As Microsoft explains, “The AFD platform automatically balances traffic across our global network of edge sites. When there is a failure in any of our edge sites or an edge site becomes overloaded, traffic is moved to other healthy edge sites in other regions. This way, customers and end users don’t experience any issues in case of regional impacts.”
In this case, however, the problems kicked in when the AFD service tried to balance out “an unusual spike in traffic,” only to wind up causing “multiple environments managing this traffic to go offline.”

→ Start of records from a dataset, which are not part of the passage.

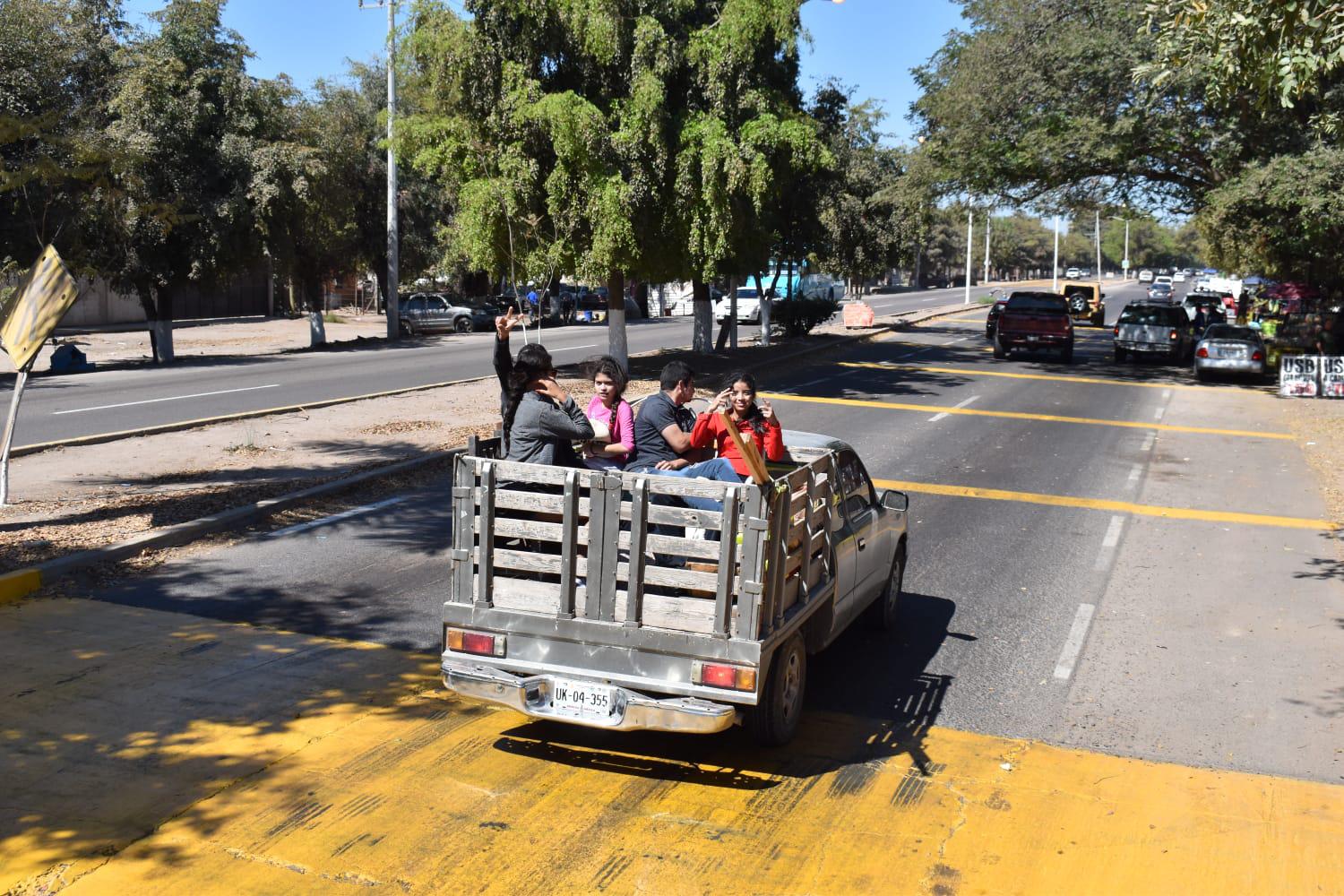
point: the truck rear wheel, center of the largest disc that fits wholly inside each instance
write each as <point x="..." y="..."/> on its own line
<point x="774" y="720"/>
<point x="882" y="613"/>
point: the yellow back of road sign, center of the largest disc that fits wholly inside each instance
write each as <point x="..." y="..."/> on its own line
<point x="43" y="297"/>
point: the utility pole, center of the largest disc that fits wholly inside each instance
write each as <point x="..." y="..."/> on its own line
<point x="986" y="279"/>
<point x="1054" y="271"/>
<point x="394" y="331"/>
<point x="1098" y="245"/>
<point x="970" y="220"/>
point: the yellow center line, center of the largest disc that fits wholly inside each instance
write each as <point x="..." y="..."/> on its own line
<point x="882" y="366"/>
<point x="1018" y="416"/>
<point x="1113" y="506"/>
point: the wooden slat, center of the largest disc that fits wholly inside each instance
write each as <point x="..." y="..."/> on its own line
<point x="486" y="524"/>
<point x="758" y="473"/>
<point x="553" y="532"/>
<point x="660" y="611"/>
<point x="464" y="514"/>
<point x="636" y="544"/>
<point x="569" y="544"/>
<point x="725" y="586"/>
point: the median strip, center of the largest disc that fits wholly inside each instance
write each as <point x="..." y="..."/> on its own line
<point x="964" y="371"/>
<point x="1112" y="506"/>
<point x="1018" y="416"/>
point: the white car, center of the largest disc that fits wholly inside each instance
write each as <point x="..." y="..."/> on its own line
<point x="749" y="306"/>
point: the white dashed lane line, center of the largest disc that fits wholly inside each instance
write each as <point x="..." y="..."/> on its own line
<point x="1074" y="645"/>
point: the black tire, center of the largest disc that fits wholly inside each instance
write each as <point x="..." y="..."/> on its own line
<point x="882" y="613"/>
<point x="774" y="720"/>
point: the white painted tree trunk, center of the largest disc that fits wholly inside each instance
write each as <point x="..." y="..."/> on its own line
<point x="617" y="344"/>
<point x="316" y="330"/>
<point x="163" y="340"/>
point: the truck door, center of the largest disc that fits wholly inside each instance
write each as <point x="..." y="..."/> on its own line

Similar to last year’s AWS incident, cascading failures ensued. As Microsoft notes: “We have auto-mitigations which will cause our environments to recover in such an event. By design, these environments will recover and once they are in a healthy state so they can start to resume managing traffic. During this instance, as users and our systems retried the requests, it exacerbated the situation where we had a build-up of requests and this build-up did not allow time for the environment to fully recover.”
Microsoft solved the problem by manually intervening in the AFD load balancing process, “expediting the auto-recovery system and performing more efficient load distributions in regions where there was a large build-up of traffic.” Only then did the bottlenecks ease, allowing the automated systems to be reinstated.
The incident again highlights the risks of heavily-automated operations and the need for a manual override mechanism—a fallback if the automation doesn’t function as expected. Full “lights out” automated operations may be a dream for some teams and organizations, but checks and balances are needed, as is full visibility that can help identify when an automated process is creating conditions it cannot fix without human intervention and assistance.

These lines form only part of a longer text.